Okay look. I respect my fellow human beings, and I realize I’m a visitor in this country, but there’s this girl parading topless up & down the beach, up & down, up &… anyway, I gotta just get one picture to take back with me. Just one little picture. I root around in my backpack, like I’m searching for suntan lotion, turn on the camera, set the zoom. At the perfect moment I stand to set up my shot – and in my haste forget all about the minidisc player, which falls to the beach, ripping the headphones from my ears and filling with sand. The picture is unrecognizable, all sky with a thin line of sand, and I erase it in anger and embarrassment.

The ferry ride back is not so cheery.

Technology

Back at the hotel I shake a thimbleful of sand out of the player and manage to get it to recognize maybe four of the dozen discs I so painstakingly mixed for the trip. I shuffle to the Observer Hotel to check my email.

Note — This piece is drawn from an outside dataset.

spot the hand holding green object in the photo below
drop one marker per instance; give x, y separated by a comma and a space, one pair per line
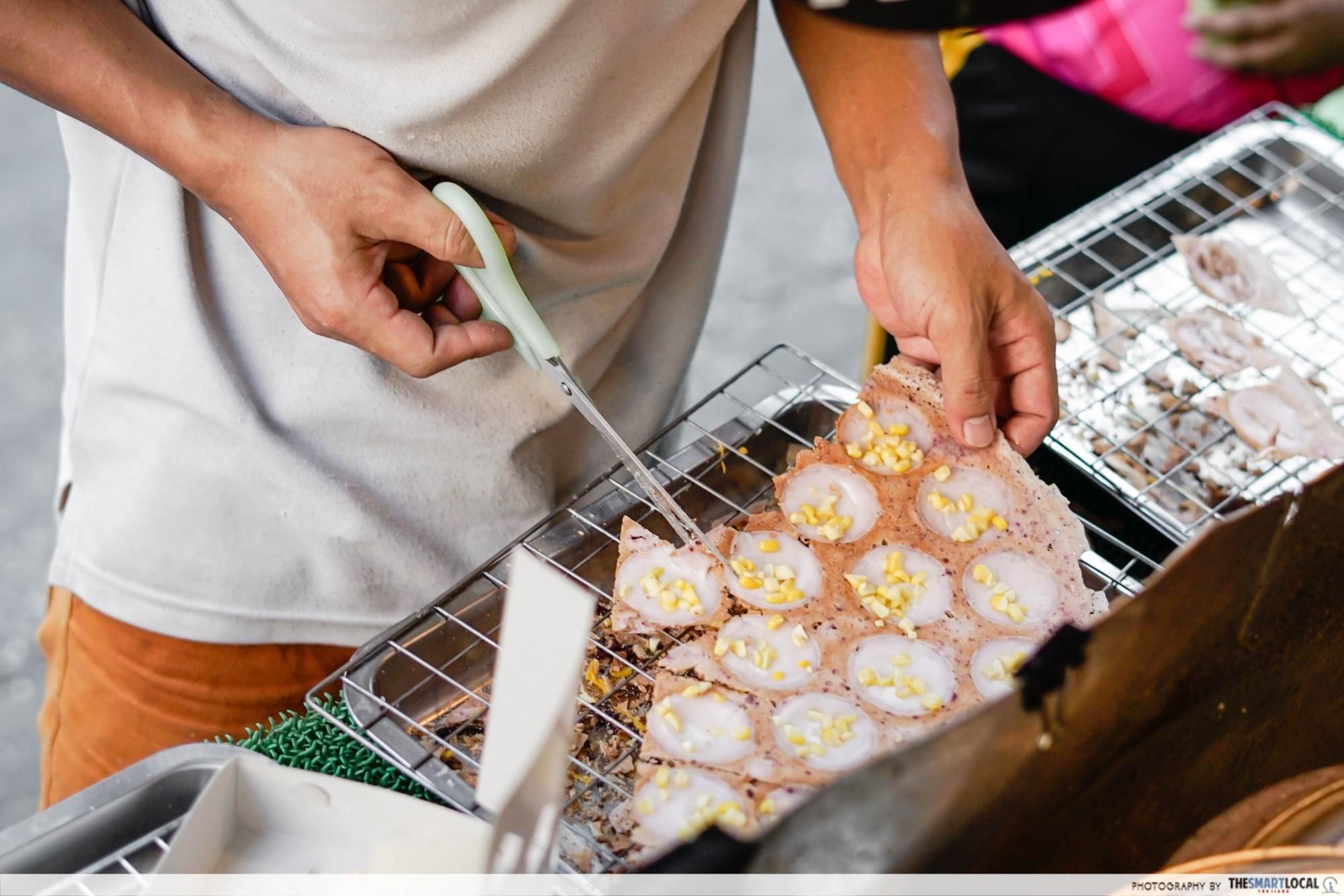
1271, 36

Unlike the States, Australia’s not quite saturated with personal computers. The Internet is still something of a novelty; the adjustment is taking place in public at Internet cafes and beerproofed terminals in bars, where a $2 coin will get ten minutes of connectivity. I start to compose an email to Jeff thanking him for his suggestions, when a diminutive Aussie Robin Williams sidles up.

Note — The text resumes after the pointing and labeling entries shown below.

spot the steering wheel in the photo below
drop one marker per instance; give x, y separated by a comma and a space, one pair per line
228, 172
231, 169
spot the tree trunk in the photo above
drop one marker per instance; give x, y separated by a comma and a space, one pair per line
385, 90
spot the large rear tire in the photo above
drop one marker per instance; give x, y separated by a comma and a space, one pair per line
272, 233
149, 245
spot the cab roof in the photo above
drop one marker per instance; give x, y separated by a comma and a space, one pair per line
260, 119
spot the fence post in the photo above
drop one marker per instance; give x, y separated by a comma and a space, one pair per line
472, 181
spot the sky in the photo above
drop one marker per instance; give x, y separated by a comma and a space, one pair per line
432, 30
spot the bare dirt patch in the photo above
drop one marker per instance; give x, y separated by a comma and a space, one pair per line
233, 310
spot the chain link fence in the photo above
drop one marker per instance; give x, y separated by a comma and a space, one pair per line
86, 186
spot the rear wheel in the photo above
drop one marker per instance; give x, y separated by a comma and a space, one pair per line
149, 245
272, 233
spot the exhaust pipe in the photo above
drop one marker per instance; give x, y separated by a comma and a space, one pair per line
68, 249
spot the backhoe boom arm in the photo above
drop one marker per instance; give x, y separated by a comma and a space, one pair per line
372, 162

(Robin Williams, loudly) “So you’re talking to someone a million miles away you’ve never met before, saying you look like Arnold Schwarzenegger…”

A popup appears telling me I’ve got two minutes left. It eats the sentence I’m typing.

“No, I’m sending an email to a guy from work.”

(RW, reading my email to the bar) “I’m sitting here in the Observer Hotel with a pint of Guinness, and I have to say your recommendations are spot-on. So what you’re saying is, you’d rather be drinking Guinness than doing whatever it is he recommended…

  • Nobody likes people reading aloud over their shoulder.
  • Especially when it’s something they’re currently writing, and they’re in a room full of people playing the pokie machines.
  • I’m agreeing with Jeff, you steakhead.

“I’m running out of time on this machine.”

Somehow I’ve engaged the Hotmail thesaurus, which eats another sentence and almost all the rest of my time. With five seconds left I hit the send button, no time to add my name at the bottom of the message. I down my pint and dart out to the street.



As darkness falls we’re seated on the terrace at , a restaurant set into the sandstone cliffs up above our hotel. Known for its enviable view of the Opera House, our table currently has a perfect view of the QE2 smokestack. The service is the most attentive we’ll have the entire trip and the food is good, but the prices are astronomical. The QE2 makes up for its bulk by putting on a fireworks show. We’ll call it a draw.

Eric heads off to find ice cream, and Melanie and I have a pint at the , the oldest operating pub in Sydney. It’s a weeknight but the locals are out drinking late into it, and we strike up a conversation with an Irish immigrant who dreams of one day travelling the States and visiting Graceland.